Sylvan Esso & Flock of Dimes, AV Club Undercover split 7-inch
Sylvan Esso and Flock of Dimes may be two of the most underrated songwriting teams on the east coast. Underrated is a poor way of saying they deserve more attention, and someone at AV Club was certainly paying attention when they paired up the Durham duo with Jenn Wasner‘s (Wye Oak) Flock for their Undercover live series. Together they covered Gillian Welch’s “Everything Is Free” and Crowded House’s 1986 hit “Don’t Dream It’s Over”. The results were so good, Partisan Records decided to release the recordings on limited edition wax.
V/A, Catcher of the Fade
The roster here is staggering: Milo, Open Mike Eagle, Nick Diamonds, Busdriver, Kenny Segal, Nalepa. A gesture of regional solidarity from the mostly Angeleno figures, Catcher of the Fade assembles seemingly most of the indie-rappers worth watching closely in 2015. The four-track EP appeared over summer and endures as one of the year’s most rewarding freebies. As Blake Gillespie wrote back in August, “The Team Supreme production from Penthouse Penthouse, Promnite, Nalepa, and Great Dane uproots the historical context for an animated modern magnificence of warped, Alpha-Pup endorsed Low End Theorist progressions and codeine-dose r&b inflections.”
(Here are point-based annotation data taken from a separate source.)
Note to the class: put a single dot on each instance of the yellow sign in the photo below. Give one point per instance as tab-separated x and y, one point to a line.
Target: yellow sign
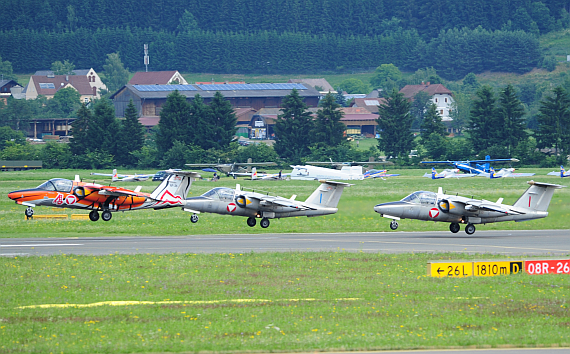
450	269
490	268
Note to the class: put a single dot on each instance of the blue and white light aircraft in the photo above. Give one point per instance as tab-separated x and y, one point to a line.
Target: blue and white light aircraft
473	166
562	173
448	173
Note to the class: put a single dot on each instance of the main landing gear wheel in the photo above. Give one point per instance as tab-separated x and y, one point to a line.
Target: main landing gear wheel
106	215
394	225
454	227
93	215
29	212
251	221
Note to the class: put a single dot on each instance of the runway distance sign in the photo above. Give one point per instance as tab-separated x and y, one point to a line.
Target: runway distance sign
548	266
492	268
450	269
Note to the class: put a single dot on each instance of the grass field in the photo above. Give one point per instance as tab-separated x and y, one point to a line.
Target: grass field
269	302
355	207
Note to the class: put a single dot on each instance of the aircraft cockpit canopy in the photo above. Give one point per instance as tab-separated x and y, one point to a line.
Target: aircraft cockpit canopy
57	184
220	193
421	197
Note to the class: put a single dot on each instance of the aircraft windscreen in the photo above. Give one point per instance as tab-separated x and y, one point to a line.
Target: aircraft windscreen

V/A, Community Records Compilation Vol. 5
New Orleans label Community Records emphasizes pop falling into shambles and punk glistening in hooks. Community Records Compilation Vol. 5 features twenty-four tracks along these lines. It begins with Woozy’s rousingly dynamic “Venom”, highlights the heaving riffs of favorites such as Ovlov, and celebrates students of indie such as Donavon Wolfington. Like the label’s catalog at large, the compilation is an appendix to the encyclopedia entry about history’s homespun pop groups whose songs defy the sum of their parts.